The first six months were rather good with the property market getting into its stride early in the New Year. In retrospect it looks as if all those people frustrated by the previous two or three years of stagnated market just wanted to get on and move. So, for the optimistic at least, it seemed for a while that the market was on its way back. This certainly included sellers who saw for the first time in years a market that was offering real choice and opportunity. Prices were also making gains and in some areas clawing their way back to 2007 levels. This came as good news for sellers who quickly saw the chance to extract a little more from their sale.

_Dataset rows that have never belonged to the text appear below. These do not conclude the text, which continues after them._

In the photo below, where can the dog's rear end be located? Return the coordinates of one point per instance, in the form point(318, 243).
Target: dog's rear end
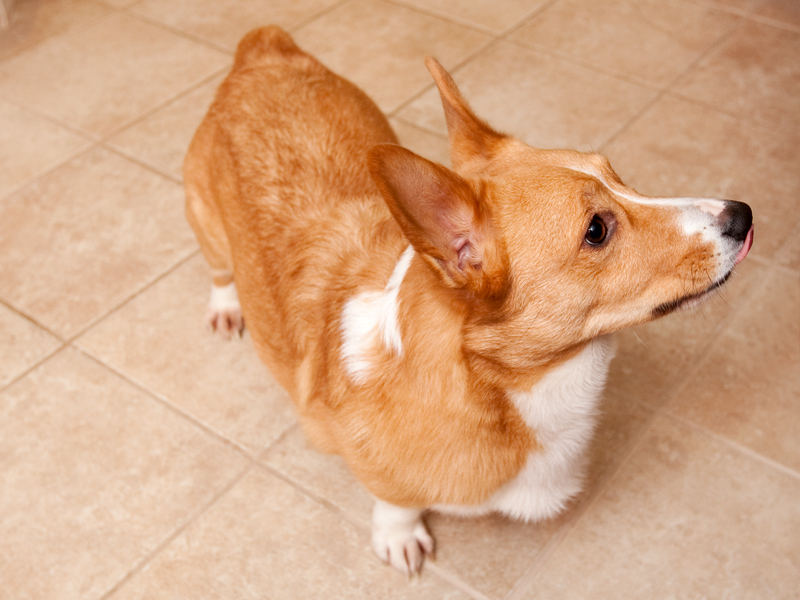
point(276, 181)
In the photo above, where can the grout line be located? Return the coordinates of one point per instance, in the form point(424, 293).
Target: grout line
point(452, 579)
point(163, 400)
point(179, 32)
point(120, 151)
point(316, 16)
point(361, 526)
point(312, 495)
point(189, 89)
point(191, 519)
point(739, 448)
point(442, 16)
point(666, 89)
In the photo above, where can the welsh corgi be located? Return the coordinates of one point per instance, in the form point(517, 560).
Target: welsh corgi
point(446, 331)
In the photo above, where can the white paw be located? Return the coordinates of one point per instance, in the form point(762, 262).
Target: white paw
point(224, 313)
point(400, 538)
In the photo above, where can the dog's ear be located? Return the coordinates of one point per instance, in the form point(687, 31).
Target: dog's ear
point(442, 217)
point(470, 137)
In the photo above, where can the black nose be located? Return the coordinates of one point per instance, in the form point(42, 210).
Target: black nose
point(736, 220)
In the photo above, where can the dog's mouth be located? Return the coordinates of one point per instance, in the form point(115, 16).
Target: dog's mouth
point(695, 299)
point(691, 300)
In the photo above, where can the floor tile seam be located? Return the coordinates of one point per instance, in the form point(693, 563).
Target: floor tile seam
point(177, 532)
point(527, 580)
point(734, 445)
point(772, 125)
point(442, 16)
point(38, 362)
point(422, 128)
point(432, 85)
point(451, 578)
point(149, 112)
point(313, 496)
point(196, 39)
point(53, 119)
point(316, 16)
point(69, 31)
point(534, 14)
point(665, 90)
point(166, 271)
point(739, 12)
point(164, 400)
point(589, 66)
point(145, 164)
point(360, 527)
point(775, 23)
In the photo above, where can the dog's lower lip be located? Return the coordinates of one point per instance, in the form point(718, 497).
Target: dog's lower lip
point(668, 307)
point(748, 243)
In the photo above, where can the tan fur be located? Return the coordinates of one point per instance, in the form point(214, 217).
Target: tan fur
point(500, 289)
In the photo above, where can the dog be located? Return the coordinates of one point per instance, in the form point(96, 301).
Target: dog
point(446, 331)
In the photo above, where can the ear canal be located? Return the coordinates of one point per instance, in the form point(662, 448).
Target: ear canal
point(470, 137)
point(441, 216)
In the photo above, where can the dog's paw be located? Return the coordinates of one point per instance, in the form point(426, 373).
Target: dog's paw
point(400, 538)
point(224, 314)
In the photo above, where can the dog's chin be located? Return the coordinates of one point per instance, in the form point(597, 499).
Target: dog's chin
point(690, 301)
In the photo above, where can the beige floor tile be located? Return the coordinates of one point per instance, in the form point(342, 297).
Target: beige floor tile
point(94, 79)
point(686, 517)
point(225, 22)
point(791, 255)
point(162, 139)
point(652, 359)
point(385, 58)
point(681, 149)
point(96, 475)
point(540, 99)
point(667, 35)
point(784, 11)
point(34, 21)
point(29, 145)
point(325, 475)
point(754, 74)
point(730, 395)
point(266, 540)
point(79, 241)
point(22, 343)
point(483, 14)
point(428, 145)
point(160, 340)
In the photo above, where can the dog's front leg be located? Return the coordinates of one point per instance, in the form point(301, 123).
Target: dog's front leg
point(224, 313)
point(399, 537)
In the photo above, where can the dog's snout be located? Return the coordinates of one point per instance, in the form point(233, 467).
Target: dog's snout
point(736, 220)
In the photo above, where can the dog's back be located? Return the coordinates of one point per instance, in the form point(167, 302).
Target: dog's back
point(282, 141)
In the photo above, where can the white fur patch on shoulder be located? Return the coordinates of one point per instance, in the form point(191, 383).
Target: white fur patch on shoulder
point(561, 411)
point(371, 316)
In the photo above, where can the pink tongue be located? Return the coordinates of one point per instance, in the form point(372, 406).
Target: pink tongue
point(748, 242)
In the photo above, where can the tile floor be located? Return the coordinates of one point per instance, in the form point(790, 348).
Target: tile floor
point(141, 457)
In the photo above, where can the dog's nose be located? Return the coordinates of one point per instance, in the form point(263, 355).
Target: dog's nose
point(736, 220)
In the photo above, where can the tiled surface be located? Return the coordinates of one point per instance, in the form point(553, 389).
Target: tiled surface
point(141, 457)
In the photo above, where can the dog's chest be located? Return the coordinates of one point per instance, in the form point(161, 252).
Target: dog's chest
point(561, 410)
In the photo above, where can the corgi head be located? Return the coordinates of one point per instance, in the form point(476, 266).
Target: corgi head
point(549, 249)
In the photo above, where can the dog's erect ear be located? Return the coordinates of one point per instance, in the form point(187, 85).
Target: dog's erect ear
point(442, 217)
point(470, 137)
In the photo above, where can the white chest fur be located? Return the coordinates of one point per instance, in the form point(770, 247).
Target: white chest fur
point(561, 410)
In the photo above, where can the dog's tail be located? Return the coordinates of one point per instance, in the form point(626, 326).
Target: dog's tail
point(265, 42)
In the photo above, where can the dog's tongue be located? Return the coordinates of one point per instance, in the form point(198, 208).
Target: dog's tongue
point(748, 243)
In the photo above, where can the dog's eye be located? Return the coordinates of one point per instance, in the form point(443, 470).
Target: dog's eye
point(597, 232)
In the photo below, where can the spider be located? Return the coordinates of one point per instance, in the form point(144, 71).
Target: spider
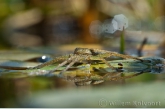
point(84, 55)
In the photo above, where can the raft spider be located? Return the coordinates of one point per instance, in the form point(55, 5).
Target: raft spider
point(84, 55)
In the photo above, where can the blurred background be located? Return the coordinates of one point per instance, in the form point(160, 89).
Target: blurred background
point(57, 27)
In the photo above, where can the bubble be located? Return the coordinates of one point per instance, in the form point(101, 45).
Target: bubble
point(108, 27)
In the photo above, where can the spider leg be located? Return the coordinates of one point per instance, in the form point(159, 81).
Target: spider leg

But – and there is always a but in property – halfway through the year the mood changed. A negative pall hung over everything. Rather like the cloud of ash from that unpronounceable Icelandic volcano. Perhaps it was thought of a general election. Perhaps it was the relentless news of austerity, cutbacks and public sector layoffs. Perhaps everyone just wanted to think about the summer holidays or the World Cup. Perhaps they just grew tired. Certainly they grew tired of the lack of mortgage funds and the lack of will on the part of lenders to provide any. The lenders still say they will lend but in many cases the over-harsh lending criteria has made buying difficult for anyone without cash or a very substantial deposit and gold plated job prospects. So now we are left at the end of the year with the lowest mortgage lending on record and much of the country snowed in. Not such a good end to a property year that had started so well.
So the big question now is what will happen next year? It is a hard one to call. The snow will clear but the austerity and the mortgage problems won’t melt away quite so quickly. Also, all those over-optimistic sellers will have to re-adjust their price expectations as the market settles once again. But with the UK slowly climbing out of the economic crisis there are two things for sure next year. The British public will be anxiously looking forward to the royal wedding in April and to a steadily improving property market.